Wie NDR-Info berichtet hat der Hamburger Rechtsanwalt Jürgen Rieger einen juristischen Teilerfolg errungen. So gelang ihm die Wiedereintragung seiner im Jahre 2006 gelöschten Firma “Wilhelm Tietjen Stiftung für Fertilisation Limited” ins englische Handelsregister. Diese Firma war bis zu ihrer Löschung Eigentümerin des Heisenhofes im niedersächsischen Dörverden und des Schützenhofes im thüringischen Pößneck. Was im Klartext bedeutet: Weil Rieger alleiniger Gesellschafter dieser Firma ist, gelangen beide Immobilien wieder in seine Verfügungsgewalt.
| Jürgen Rieger |
Dennoch darf Rieger derzeit den Heisenhof noch nicht betreten, denn im März 2007 wurde in Thüringen das Liquidationsverfahren für das Vermögen der Firma eröffnet. Zwar gilt der Ausgang des Verfahrens noch als „offen“, allerdings gilt als wahrscheinlich, dass Rieger aufgrund dieses Teilerfolges, früh oder spät die vollständige Verfügungsgewalt über beide Immobillien erlangen wird.

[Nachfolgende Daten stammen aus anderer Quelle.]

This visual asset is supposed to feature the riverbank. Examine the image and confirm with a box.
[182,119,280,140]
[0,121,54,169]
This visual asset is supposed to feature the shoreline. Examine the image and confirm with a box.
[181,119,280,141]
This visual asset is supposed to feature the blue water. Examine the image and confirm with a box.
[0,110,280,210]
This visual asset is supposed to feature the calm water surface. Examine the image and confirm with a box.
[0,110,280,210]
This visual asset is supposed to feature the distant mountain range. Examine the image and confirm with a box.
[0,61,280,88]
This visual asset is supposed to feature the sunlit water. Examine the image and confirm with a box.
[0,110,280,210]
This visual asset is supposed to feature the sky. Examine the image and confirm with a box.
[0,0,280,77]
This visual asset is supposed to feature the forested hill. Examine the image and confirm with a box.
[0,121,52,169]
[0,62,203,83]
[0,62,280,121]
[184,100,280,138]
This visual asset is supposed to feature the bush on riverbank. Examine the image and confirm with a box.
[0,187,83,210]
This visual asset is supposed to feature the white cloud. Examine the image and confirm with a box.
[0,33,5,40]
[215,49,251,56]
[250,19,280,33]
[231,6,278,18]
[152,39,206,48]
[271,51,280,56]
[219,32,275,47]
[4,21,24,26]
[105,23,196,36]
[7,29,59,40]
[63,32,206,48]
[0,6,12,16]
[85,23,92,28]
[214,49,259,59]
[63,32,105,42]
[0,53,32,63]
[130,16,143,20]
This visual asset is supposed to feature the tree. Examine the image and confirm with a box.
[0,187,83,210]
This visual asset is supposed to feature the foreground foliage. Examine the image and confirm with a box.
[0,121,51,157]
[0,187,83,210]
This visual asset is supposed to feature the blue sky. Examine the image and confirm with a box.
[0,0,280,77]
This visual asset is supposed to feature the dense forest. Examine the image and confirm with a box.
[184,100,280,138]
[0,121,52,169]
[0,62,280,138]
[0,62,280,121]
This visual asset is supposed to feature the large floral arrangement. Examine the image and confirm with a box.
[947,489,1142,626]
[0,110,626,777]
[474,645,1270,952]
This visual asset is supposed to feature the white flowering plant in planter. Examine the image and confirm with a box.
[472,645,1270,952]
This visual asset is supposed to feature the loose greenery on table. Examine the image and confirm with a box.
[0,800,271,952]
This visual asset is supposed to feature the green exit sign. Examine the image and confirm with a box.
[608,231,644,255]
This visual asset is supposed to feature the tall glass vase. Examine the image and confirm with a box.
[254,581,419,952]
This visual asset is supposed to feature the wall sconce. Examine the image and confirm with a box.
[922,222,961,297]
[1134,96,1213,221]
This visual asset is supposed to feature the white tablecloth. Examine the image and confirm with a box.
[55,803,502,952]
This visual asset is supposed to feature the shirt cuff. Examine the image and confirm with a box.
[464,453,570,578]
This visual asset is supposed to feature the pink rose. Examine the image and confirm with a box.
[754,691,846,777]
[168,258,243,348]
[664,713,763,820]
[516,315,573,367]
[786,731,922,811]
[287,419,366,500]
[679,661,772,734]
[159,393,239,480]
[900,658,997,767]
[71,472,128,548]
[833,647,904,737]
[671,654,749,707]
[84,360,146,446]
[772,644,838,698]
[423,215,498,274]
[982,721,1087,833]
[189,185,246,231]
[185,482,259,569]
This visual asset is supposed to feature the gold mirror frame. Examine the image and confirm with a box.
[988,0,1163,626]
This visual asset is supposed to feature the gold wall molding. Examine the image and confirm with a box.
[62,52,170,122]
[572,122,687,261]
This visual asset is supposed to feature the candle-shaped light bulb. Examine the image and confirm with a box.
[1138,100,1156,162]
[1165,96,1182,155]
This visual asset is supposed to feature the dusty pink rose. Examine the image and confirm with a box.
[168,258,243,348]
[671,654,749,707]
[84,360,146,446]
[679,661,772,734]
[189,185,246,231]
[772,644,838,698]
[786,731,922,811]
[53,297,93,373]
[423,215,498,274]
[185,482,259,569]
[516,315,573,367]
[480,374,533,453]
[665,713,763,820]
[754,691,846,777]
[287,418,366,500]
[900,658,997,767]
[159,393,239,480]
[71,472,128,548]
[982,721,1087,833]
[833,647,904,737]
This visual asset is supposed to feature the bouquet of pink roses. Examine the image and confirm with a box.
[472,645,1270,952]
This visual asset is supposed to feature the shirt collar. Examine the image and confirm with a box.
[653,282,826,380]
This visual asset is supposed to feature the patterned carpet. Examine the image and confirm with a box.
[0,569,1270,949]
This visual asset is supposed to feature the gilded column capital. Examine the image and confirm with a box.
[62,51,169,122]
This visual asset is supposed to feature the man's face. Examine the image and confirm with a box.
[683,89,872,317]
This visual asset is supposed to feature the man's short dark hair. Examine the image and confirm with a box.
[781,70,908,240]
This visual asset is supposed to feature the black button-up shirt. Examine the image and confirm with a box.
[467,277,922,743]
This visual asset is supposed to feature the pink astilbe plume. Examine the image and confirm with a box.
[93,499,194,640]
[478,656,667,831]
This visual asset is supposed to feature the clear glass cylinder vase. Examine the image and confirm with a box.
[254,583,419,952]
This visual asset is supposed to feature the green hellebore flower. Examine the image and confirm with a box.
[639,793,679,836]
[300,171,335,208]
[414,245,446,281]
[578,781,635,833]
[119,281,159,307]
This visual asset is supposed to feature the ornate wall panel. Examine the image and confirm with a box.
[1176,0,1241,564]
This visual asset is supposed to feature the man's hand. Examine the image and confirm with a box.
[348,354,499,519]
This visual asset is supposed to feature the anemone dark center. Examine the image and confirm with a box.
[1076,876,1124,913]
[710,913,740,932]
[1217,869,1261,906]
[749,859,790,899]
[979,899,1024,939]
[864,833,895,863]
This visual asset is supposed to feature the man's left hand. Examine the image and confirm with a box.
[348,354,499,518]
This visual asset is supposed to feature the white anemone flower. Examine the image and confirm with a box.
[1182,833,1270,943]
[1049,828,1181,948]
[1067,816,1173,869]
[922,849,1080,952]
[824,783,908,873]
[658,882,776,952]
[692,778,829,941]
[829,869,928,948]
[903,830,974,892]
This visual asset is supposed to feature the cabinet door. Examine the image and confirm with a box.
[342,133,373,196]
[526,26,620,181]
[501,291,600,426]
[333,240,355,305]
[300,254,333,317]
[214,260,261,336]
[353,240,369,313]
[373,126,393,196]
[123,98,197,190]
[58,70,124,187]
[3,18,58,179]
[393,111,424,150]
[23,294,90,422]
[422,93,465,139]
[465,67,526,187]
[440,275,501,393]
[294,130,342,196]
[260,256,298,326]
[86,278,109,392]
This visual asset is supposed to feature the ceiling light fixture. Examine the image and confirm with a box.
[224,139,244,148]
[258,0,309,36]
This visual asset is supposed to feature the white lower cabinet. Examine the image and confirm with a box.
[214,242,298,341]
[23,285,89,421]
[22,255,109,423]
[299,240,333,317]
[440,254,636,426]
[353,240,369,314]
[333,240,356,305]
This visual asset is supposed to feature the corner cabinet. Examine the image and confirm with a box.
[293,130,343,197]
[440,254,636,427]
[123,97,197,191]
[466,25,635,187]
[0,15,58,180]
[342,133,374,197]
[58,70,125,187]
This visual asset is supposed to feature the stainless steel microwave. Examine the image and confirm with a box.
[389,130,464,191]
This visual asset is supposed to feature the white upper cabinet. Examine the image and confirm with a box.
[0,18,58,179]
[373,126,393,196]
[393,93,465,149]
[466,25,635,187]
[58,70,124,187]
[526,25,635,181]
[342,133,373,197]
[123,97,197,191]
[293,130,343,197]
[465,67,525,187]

Der Heisenhof in Niedersachsen war bis 2003 von der Bundeswehr als Teil der Niedersachsenkaserne genutzt worden. Rieger erwarb das Gelände 2004 für die Firma “Wilhelm Tietjen Stiftung” in einer Versteigerung für 255.000 Euro. Ob das Objekt jedoch als Schulungszentrum oder ähnliches genutzt werden wird, ist zweifelhaft. So betonte die Kreisverwaltung in Verden, dass das Gelände baurechtlich im “Außenbereich” liege. Konkret hieße das: Rieger könnte mit dem Gelände nicht viel anfangen - es sei denn, er wollte Schafe züchten. Ein Vorschlag von dem ihm tunlichst abzuraten sein sollte, erinnert sich der geneigte Leser vielleicht noch an Riegers Schweinezucht im schwedischen Sveneby, die ihm letztendlich nichts als Schweine-Ärger eingebracht hat.